Para adquirir sua coleção e construir a maquete, o aposentado estima ter gasto cerca de R$ 1 mil com peças adquiridas da empresa Frateschi Trens Elétricos, única fabricante de trens elétricos em miniaturas e réplicas de composições reais na América Latina. O ferroviário também utilizou materiais recicláveis para criar funcionalidades e tornar a obra ainda mais interativa.
Colheres de plástico retorcidas simulam postes que abrigam a iluminação pública feita de led, interligada por fios de cobre por onde passa a energia elétrica. Pequenos brinquedos, como carrinhos e bonecos, ajudam a compor o meio urbano, decorado com árvores e um carrossel emprestado da neta mais velha. Pelo longo túnel construído de gesso, os vagões têm mais uma opção de passagem, além daquela que contorna a pequena cidade.
O mais engenhoso são as cancelas que impedem o trânsito de carros, como aquelas já conhecidas pelos juiz-foranos que passam por cruzamentos com linhas férreas. Quando o trem passa por determinado ponto dos trilhos, o peso do vagão pressiona um botão que aciona a cancela, abrindo ou fechando. Em outro ponto, é possível acionar o sino que avisa da aproximação do trem. Nos trilhos, polos negativo e positivo transmitem a corrente elétrica que passa para as rodas e os motores dos minivagões, provocando o movimento. Doze volts de energia são utilizados para manter o sistema funcionando.
Entre vagões de transporte de veículos, minério, madeira e combustível, há também aqueles de passageiro. Sua aquisição favorita é uma réplica da Maria Fumaça, a locomotiva a vapor que marcou sua infância. Para ele, a característica que mais a distingue das máquinas atuais é o movimento visível das rodas expostas e interligadas. Por ter uma estrutura diferente, o modelo precisa de um trilho especial que está sendo construído por João Carlos. Ele conta que gostaria de ter um vagão de metrô, mas tem cautela em aumentar a coleção por conta do custo das peças.
Filho e irmão de ferroviários, João Carlos da Silva seguiu a profissão da família por 38 anos e três meses, contados no calendário. “Meu pai era porteiro da rede ferroviária e meu irmão era eletrotécnico. Meu sonho sempre foi ser ferroviário. Quando era mais novo, queria ser maquinista, mas nunca pude por causa da minha audição.
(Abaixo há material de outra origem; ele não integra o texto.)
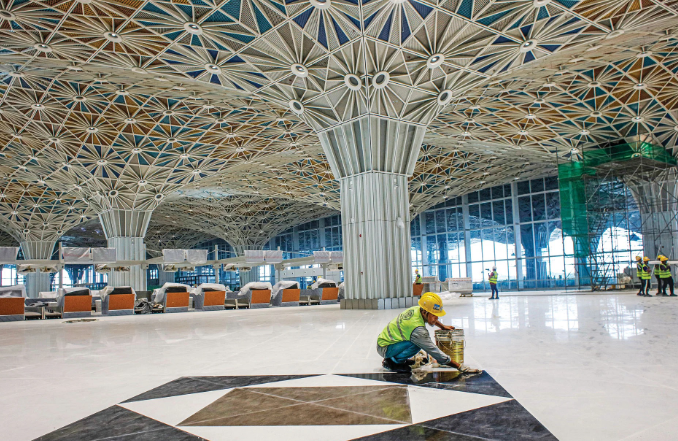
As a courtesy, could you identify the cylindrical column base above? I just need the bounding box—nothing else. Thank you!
[239,266,259,288]
[341,172,412,302]
[26,273,52,299]
[108,237,146,291]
Comecei como apontador e depois fui pegador de escala: pegava o maquinista para buscar o trem em outras cidades e descia pela ferrovia”, relembra. Para ele, o trem é o transporte mais interessante que existe, pela sua economia e capacidade de transportar grande quantidade de carga, sendo assim uma alternativa de transporte.
Com quase dez anos de aposentadoria, o ferroviário diz sentir falta de trabalhar na ferrovia e de conviver com as pessoas, e relembra um dos momentos mais marcantes que passou na Rede Ferroviária. Era noite de Natal quando sua família apareceu de surpresa no plantão para lhe fazer companhia. “O trem é o diploma que eu tenho, que me deu o meu trabalho, a minha casa e a minha família”, agradece.